The systems of linear equations $$x_1 - x_2 + 2x_3 - x_4= 6$$ $$x_1 - x_3 + x_4 = 4$$ $$2x_1 + x_2 + 3x_3 - 4x_4 = -2$$ $$-x_2 + x_3 - x_4 = 5$$ and $$x_1 - x_2 + 2x_3 - x_4= 1$$ $$x_1 - x_3 + x_4 = 1$$ $$2x_1 + x_2 + 3x_3 - 4x_4 = 2$$ $$-x_2 + x_3 - x_4 = -1$$ give \begin{bmatrix}1&-1&2&-1&|&6&1\\1&0&-1&1&|&4&1\\2&1&3&-4&|&-2&2\\0&-1&1&-1&|&5&-1\end{bmatrix} $$R_1 + (-1)R_2\rightarrow R_2$$ $$R_1 + (-12)R_3\rightarrow R_3$$ \begin{bmatrix}1&-1&2&-1&|&6&1\\0&-1&3&-2&|&2&0\\0&-3/2&1/2&1&|&7&0\\0&-1&1&-1&|&5&-1\end{bmatrix} $$R_2 + (-2/3)R_3\rightarrow R_3$$ $$R_2 + (-1)R_4\rightarrow R_4$$ \begin{bmatrix}1&-1&2&-1&|&6&1\\ 0&-1&3&-2&|&2&0\\ 0&0&8/3&-8/3&|&-8/3&0\\ 0&0&2&-1&|&3&1\end{bmatrix} $$(-1)R_2 \rightarrow R_2$$ $$(3/8)R_3 \rightarrow R_3$$ $$R_3 + (-8/6)R_4 \rightarrow R_4$$ \begin{bmatrix}1&-1&2&-1&|&6&1\\ 0&1&-3&2&|&-2&0\\ 0&0&1&-1&|&-1&0\\ 0&0&0 &-4/3&|&4/3&-4/3\end{bmatrix} $$(-3/4)R_4 \rightarrow R_4$$ \begin{bmatrix}1&-1&2&-1&|&6&1\\ 0&1&-3&2&|&-2&0\\ 0&0&1&-1&|&-1&0\\ 0&0&0&1&|&-1&1\end{bmatrix}
The problem is that I don't understand how $x_4$ can be both $-1$ and $1$, or how that applies to the rest of the equations.
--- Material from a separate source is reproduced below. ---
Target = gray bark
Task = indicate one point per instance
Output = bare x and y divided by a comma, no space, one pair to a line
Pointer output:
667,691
You are solving two systems of linear equations at the same time. Since the two systems have the same coefficient matrix, this is possible by putting two columns next to the coefficient matrix, just like you did.
In the first system of equations, $x_4=-1$; and in the second system of equations, $x_4=1$. You should not mix the solutions of the two systems.